Castoffs and leftovers: A Candid Description of the BLM
From the Journal: 9/21/2011 (Alpaugh, California)
Today I was treated to a bit of an explanation about how the department of the interior divvied up its holdings. The Parks Service got everything that was truly extraordinary: Yellowstone, Sequoia, Yosemite, The Everglades, et al. The Forest Service, being originally devoted to harvesting timber, was given all the really productive forests. The Green Mountains, The White Mountains, and the Finger lakes all spring to mind. Finally, the Borough of Land Management (BLM) got everything that the federal government couldn’t give away to homesteaders. They got the barren mountains, the driest (and least picturesque deserts), the scrub-land, and the swamps.
As far as I can tell, this is largely true.
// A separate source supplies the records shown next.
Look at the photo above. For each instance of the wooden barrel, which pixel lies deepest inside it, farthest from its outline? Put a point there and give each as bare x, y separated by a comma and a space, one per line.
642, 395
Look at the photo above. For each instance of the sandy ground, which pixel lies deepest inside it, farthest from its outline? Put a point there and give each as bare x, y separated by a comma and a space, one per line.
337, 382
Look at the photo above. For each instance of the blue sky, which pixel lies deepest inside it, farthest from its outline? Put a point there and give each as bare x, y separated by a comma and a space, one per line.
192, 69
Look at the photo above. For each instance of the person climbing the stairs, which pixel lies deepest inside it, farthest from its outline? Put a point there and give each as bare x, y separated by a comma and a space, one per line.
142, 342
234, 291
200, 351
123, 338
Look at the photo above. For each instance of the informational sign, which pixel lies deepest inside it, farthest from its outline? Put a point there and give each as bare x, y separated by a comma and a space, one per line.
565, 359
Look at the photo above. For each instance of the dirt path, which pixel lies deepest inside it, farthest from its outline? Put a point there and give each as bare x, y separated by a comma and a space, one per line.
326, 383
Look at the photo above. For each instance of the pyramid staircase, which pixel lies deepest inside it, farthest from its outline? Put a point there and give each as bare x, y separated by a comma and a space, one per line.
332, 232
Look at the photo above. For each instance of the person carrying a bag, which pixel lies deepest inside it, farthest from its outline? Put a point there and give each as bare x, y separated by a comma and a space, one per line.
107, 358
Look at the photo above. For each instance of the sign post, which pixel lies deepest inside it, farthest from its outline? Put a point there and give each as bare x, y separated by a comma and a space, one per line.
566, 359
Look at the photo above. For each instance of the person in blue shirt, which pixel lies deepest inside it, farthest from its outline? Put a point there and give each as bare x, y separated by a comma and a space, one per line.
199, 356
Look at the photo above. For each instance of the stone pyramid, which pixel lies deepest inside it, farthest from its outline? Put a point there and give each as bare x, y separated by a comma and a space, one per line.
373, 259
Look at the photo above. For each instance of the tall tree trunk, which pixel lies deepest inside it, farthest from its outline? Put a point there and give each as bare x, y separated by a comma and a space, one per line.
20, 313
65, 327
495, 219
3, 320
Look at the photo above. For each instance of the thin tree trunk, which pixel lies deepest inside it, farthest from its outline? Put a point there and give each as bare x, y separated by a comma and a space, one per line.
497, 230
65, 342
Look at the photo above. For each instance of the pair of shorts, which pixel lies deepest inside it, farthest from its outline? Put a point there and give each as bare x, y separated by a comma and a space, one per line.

The BLM manages truly staggering amounts of land, 264 MILLION acres total (70 Million more than the forest service), and in my limited experience they seem to be fairly pragmatic about their day-to-day operations. Much of the land is multi-use, meaning people are free to come and go on it as they please, however other tracts have been designated for energy production (both fossil fuel derived and green), grazing, and species conservation.
Perhaps more relevant to me (and you gentle bio-friendly reader), since they don’t get the press that the other arms of the Department of the Interior do, the competition for jobs within the BLM is far lower.